Ecosyste.ms: Awesome

An open API service indexing awesome lists of open source software.

https://github.com/open-fresh/bomb-squad

Automatic detection and silencing of high cardinality series in Prometheus.
https://github.com/open-fresh/bomb-squad

Last synced: 3 months ago
JSON representation

Automatic detection and silencing of high cardinality series in Prometheus.

Lists

README

        

# Bomb Squad: Suppressing Prometheus Cardinality Explosions
[![CircleCI](https://circleci.com/gh/open-fresh/bomb-squad.svg?style=svg)](https://circleci.com/gh/open-fresh/bomb-squad)
[![Docker Repository on Quay](https://quay.io/repository/freshtracks.io/bomb-squad/status "Docker Repository on Quay")](https://quay.io/repository/freshtracks.io/bomb-squad)

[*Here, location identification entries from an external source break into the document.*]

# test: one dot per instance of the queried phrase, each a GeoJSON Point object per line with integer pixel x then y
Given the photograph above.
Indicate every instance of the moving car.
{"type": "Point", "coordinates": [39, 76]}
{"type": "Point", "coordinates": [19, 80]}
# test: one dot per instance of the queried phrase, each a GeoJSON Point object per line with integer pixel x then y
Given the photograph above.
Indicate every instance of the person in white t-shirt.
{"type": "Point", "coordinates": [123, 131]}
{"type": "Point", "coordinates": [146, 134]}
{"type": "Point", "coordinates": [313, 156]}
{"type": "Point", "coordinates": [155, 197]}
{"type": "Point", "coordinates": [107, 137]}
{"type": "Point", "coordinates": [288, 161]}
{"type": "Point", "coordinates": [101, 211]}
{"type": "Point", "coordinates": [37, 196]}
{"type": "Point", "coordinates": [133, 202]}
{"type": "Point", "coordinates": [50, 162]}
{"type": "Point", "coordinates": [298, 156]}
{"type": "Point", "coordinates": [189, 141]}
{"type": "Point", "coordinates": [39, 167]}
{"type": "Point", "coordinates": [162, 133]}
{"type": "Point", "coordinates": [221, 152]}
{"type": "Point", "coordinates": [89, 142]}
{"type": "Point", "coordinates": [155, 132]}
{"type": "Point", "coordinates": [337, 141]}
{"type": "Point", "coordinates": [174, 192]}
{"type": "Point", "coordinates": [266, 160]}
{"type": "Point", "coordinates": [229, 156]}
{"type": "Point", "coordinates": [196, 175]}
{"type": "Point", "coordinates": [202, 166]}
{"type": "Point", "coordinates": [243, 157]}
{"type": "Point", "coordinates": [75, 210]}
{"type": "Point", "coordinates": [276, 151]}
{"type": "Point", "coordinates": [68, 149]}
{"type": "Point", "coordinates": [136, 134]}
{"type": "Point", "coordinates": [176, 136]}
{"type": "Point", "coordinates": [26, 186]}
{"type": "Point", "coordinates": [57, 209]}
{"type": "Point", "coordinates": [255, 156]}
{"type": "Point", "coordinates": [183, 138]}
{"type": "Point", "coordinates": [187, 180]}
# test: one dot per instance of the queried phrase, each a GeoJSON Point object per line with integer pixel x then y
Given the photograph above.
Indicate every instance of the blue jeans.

Bomb Squad is a sidecar to Kubernetes-deployed Prometheus instances that detects and suppresses cardinality explosions. It is a tool intended to bring operational stability and greater visibility in times of rapid cardinality inflation, keeping your Prometheus instances online and usable while providing clear indications that something is trying to blow up.

## Status
Bomb Squad is currently an **alpha** project, with a few caveats of which you should be aware:
* It is currently very Kubernetes-centric in implementation, though not conceptually
* ~~It is currently quite limited in how many Prometheus configurations it can support, as it's non-trivial to vendor Prometheus' `config` package (doing so naively will pull in _all_ of the service discovery vendor code, which hurts).~~
* ~~For now, only static scrape jobs and Kubernetes service discovery configs are supported~~
* ~~Any other service discovery configuration will be rendered incorrectly upon writing the configuration back to the ConfigMap~~
* There have been some assumptions made for the sake of solving specific problems, which we intend to refactor properly and make more broadly applicable
* For now, it can only one class of cardinality explosion (exploding label _values_), while there are at least two more classes that we'd love to support:
* Exploding label _names_
* Exploding _metric_ names
* PRs and issues are welcome!

## Suppressing the what now?
You might find now and again that one or more of your Prometheus scrape targets begins to expose some manner of super high-cardinality data as metric labels. Prometheus is awesome at handling "typical" high-cardinality behavior:
* Normal pod churn from Kubernetes
* Elastic workloads scaling up and down to handle additional work
* Infrequent and unsustained infrastructure changes (ex. bringing new test clusters online and/or tearing them down)

There are events, however, in which there is dramatic, sustained growth in the cardinality of one or more metrics. We call these events "cardinality explosions", and they can reduce your Prometheus instance(s) and any downstream receiving services to a smoldering heap in very short order.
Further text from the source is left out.